Saturday, August 19, 2017

Chinese Export Prices to the U.S. Fall 0.9% in July, 2017.

The aggregate prices of products imported into the United States from China across all industries in July declined 0.9% over the last twelve months, according to the United States Bureau of Labor Statistics (EIUCOCHNTOT). The U.S. dollar appreciated 1.4% against the Chinese renminbi over the same period. This means that, broadly speaking, producing in China and selling into the United States is more profitable on a renminbi-basis than it was a year ago.

On a five-year basis, the compound annual growth rate of aggregate Chinese import prices into the United States has also been 0.9%. Over the same period, the U.S. dollar has appreciated against the Chinese renminbi 1.2% per year. Despite massive amounts of artificial credit creation in the Chinese banking system over the last five years, that new money has not flowed into domestic consumption that would drive up the prices of exports. Instead, that new money has flowed into excess capacity to supply a greater amount of goods.
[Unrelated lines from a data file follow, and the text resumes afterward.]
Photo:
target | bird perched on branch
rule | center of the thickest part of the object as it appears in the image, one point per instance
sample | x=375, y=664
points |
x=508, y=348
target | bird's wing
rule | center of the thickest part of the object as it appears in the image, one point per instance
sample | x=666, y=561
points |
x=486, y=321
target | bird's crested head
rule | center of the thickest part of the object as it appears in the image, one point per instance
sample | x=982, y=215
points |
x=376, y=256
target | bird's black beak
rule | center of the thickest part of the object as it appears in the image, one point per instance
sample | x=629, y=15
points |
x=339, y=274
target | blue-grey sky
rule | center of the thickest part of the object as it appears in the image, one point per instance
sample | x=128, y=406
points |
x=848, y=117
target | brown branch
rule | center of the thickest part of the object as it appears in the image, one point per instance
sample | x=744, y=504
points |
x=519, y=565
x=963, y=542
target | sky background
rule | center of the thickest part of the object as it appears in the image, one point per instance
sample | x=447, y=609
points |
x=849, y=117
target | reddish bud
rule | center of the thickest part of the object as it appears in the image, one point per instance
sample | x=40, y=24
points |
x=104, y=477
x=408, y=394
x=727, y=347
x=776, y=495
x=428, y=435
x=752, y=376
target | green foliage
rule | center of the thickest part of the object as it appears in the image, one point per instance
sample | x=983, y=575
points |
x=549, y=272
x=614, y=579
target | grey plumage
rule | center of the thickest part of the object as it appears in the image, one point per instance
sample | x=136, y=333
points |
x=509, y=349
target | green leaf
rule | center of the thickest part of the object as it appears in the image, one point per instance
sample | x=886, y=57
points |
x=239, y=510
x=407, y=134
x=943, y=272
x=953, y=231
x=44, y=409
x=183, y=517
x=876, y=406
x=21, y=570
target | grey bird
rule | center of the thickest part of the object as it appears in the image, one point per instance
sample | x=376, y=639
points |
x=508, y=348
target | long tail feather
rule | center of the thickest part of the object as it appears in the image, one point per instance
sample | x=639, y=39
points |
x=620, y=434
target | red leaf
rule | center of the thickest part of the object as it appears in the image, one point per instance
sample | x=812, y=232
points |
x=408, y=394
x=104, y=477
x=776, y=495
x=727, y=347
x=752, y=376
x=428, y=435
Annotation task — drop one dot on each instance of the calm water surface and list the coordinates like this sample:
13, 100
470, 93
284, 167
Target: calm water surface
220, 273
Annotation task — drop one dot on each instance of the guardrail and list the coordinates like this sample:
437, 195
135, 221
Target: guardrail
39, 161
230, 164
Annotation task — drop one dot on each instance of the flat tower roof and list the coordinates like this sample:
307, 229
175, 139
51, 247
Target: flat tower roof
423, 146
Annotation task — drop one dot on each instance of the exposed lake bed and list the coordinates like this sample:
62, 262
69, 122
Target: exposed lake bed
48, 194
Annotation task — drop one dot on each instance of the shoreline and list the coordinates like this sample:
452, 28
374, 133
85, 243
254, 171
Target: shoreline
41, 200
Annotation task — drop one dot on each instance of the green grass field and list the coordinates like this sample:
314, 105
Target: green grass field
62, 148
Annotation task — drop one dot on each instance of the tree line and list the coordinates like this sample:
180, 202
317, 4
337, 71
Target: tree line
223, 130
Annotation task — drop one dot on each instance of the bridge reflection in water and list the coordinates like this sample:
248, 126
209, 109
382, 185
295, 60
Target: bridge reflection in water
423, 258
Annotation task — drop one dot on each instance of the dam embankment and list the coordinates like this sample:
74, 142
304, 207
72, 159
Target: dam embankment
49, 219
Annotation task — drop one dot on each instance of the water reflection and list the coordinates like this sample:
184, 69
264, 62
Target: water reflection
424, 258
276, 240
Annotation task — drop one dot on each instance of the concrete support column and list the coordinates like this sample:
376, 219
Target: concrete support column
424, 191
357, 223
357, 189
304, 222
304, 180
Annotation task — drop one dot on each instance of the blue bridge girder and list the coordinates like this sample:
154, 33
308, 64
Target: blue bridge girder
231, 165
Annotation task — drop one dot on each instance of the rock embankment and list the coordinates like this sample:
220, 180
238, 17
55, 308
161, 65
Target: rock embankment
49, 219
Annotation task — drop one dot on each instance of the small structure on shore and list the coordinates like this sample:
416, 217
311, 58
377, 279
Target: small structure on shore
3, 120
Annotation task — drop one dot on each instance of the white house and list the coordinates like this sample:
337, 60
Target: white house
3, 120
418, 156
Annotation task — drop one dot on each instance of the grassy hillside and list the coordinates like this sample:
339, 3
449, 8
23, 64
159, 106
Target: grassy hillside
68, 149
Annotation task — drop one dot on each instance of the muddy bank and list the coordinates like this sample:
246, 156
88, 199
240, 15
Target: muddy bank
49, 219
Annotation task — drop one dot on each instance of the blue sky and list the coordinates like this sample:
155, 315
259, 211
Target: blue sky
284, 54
The artificially suppressed price of money within China has funded a decades-long expansion of capacity within China far and above the needs of China’s domestic market or the international economy. In order to inhibit further expansion of capacity, the price of products exported from China will have to fall faster than the depreciation of the renminbi. Existing firms will not add capacity and new firms will not be created to supply markets with declining prices. The adjustment process will require a decline in the value of the renminbi to increase input costs for Chinese producers. As goods become less profitable, firms will supply fewer goods to the market. At the same time, prices within China need to fall further to allow consumer surpluses inside and outside of China to soak up the excess supply.